Clarym participa do coletivo cultural “Leitura pelos Cantos do Brasil”, recebendo doações e enviando livros aos leitores que não têm condições de comprá-los. O coletivo cultural foi uma das motivações para “propagar a leitura” pela plataforma digital.
Conforme a escritora, ela não costumava utilizar as redes sociais como atualmente, apesar de já ter alcançado, em outra plataforma, 500 mil visualizações em vídeos de humor. Ela também decidiu investir mais no digital porque o período pandêmico deixou-a entediada.
“Incentivar a leitura é um desafio gigante. Como as pessoas sentem preguiça, pensei em ler, declamar poesias e falar sobre os livros para elas”, explica. “Hoje em dia, no ‘Reels’ (ferramenta semelhante ao Likee no Instagram), o público que lê apenas assiste vídeos, não cria conteúdo; eu sou criadora de conteúdo digital”, complementa Clarym.
A escritora revela que sempre sonhou em estudar teatro, mas não obteve sucesso. Ela iniciou no curso de letras e continuou postando os vídeos, tendo até pensado em desistir, mas a pandemia mudou o pensamento dela.
“A literatura precisa ser viva e estar em todos os lugares. Quem olha para uma e-girl e pensa que ela é escritora ou poeta? Ninguém”, destaca a intérprete de Flora.

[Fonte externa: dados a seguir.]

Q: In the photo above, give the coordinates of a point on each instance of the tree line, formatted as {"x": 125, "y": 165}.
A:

Nascida em São Bernardo do Campo (SP), Clarym veio a Tatuí com três anos. Ela conta ter estudado somente em instituições públicas do município e garante que a paixão pela literatura se iniciou quando estudava na Escola Estadual “Chico Pereira” e cresceu quando estava no projeto social Lar Espaço Feliz, do Lar Donato Flores.
Em 2019, a tatuiana lançou o primeiro livro, intitulado “Eu Sinto Grito Eu”. O amor pela literatura foi passado aos filhos, que adoram ler gibis. Assim como ela, dois dos filhos têm TDAH (transtorno de déficit de atenção com hiperatividade). Clarym também é disléxica.
“Como eu era muito pobre e não tinha condições de comprar livros, cresci com o desejo de ter uma estante cheia de livros”, afirma a escritora.
Ela reforça que a leitura é uma rotina na casa da família, pois a “literatura transforma e salva vidas”. “Sou a prova viva. Os livros me ensinaram a ser forte e a me dedicar. A leitura vai além de sentar e ler um livro, ela toca no interno das pessoas”, conclui Clarym.